Yesterday, Anthropic, the company behind Claude AI, revealed Claude Mythos Preview, a new general-purpose language model. They claim it performs strongly across the board, but it is also concerningly good at identifying computer security vulnerabilities and exploiting them.

During their testing, they found that Mythos Preview was capable of identifying and exploiting zero-day (undiscovered) vulnerabilities in every major operating system and web browser when directed by a user to do so.

For context, their current "flagship" public model, Opus 4.6, turned the vulnerabilities it found in Mozilla’s Firefox into exploits only two times out of several hundred attempts. They re-ran this experiment with Mythos Preview, and it developed working exploits 181 times.

It found a now-fixed 27-year-old bug in OpenBSD, an operating system known primarily for its security.
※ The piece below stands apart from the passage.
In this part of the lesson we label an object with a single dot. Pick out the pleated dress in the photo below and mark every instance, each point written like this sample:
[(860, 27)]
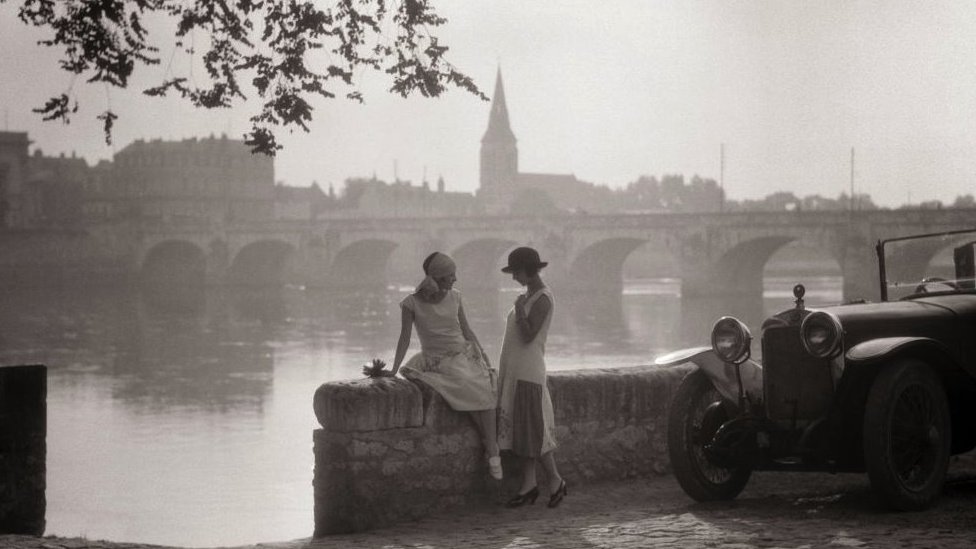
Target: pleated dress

It even found and chained together several vulnerabilities in the Linux kernel (which is the operating system that runs most of the world’s servers), to gain super-user administrative rights.

Importantly, these exploits have all been patched already, but 99% of the thousands of zero-day vulnerabilities found have not yet been patched, so they have not been publicly shared.

These developments show just how far Large Language Models like Claude or ChatGPT have come since their introduction. In response to all of this, Anthropic announced Project Glasswing. This is an industry wide effort by Anthropic, Amazon Web Services, Apple, Broadcom, Cisco, CrowdStrike, Google, JPMorganChase, the Linux Foundation, Microsoft, NVIDIA, and Palo Alto Networks to secure the world's most important software.